Anticholinergic (ACh) and central nervous system (CNS)-active drug burdens may be associated with adverse outcomes in older adults. This study assessed these burdens and examined their associations with adverse in-hospital outcomes. A retrospective cross-sectional analysis was conducted among 13 607 hospitalizations in patients aged ≥60 years in 2024. ACh burden was assessed using the 2022 CRIDECO Anticholinergic Load Scale, and the 2023 Beers Criteria were used to assess CNS-active burden. For each exposure, hospitalizations were classified as having no, low, or high burden. The primary outcome was a composite of delirium, cognitive impairment, falls or fractures.

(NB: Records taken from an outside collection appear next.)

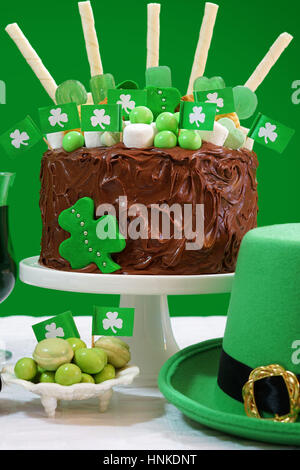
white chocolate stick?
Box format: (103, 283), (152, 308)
(5, 23), (57, 103)
(186, 3), (219, 95)
(78, 2), (103, 77)
(245, 33), (293, 91)
(147, 3), (160, 69)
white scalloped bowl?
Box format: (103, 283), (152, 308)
(1, 365), (140, 418)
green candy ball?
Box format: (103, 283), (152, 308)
(62, 131), (84, 152)
(129, 106), (153, 124)
(154, 131), (177, 148)
(155, 112), (178, 133)
(178, 130), (202, 150)
(94, 364), (116, 384)
(66, 338), (86, 352)
(55, 364), (82, 385)
(14, 357), (38, 381)
(39, 371), (55, 383)
(80, 372), (95, 384)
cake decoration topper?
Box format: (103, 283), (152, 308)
(58, 197), (126, 274)
(32, 311), (80, 342)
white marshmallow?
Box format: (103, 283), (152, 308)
(123, 124), (154, 149)
(46, 131), (65, 150)
(198, 121), (229, 147)
(84, 131), (103, 149)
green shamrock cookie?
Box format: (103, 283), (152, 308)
(218, 118), (245, 150)
(58, 197), (126, 274)
(146, 86), (181, 118)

Secondary outcomes included length of stay, in-hospital mortality and hospitalization costs. Separate multivariable regression models were used to estimate associations with ACh and CNS-active burdens. Low and high ACh burdens were identified in 30.24% and 63.65% of hospitalizations, respectively; the corresponding proportions for CNS-active burden were 49.17% and 21.99%. Compared with no ACh burden, high ACh burden was associated with the primary outcome (adjusted odds ratio [aOR] 8.40; 95% confidence interval [CI] 3.46-20.38), whereas low ACh burden was not. Compared with no CNS-active burden, both low (aOR 4.67; 95% CI 2.67-8.18) and high (aOR 32.64; 95% CI 19.06-55.89) CNS-active burdens were also associated with this outcome. High burden in either group was associated with longer hospital stay, higher mortality and greater costs. ACh and CNS-active burdens were associated with adverse in-hospital outcomes, supporting consideration of routine inpatient medication reviews to identify potentially harmful cumulative drug burden.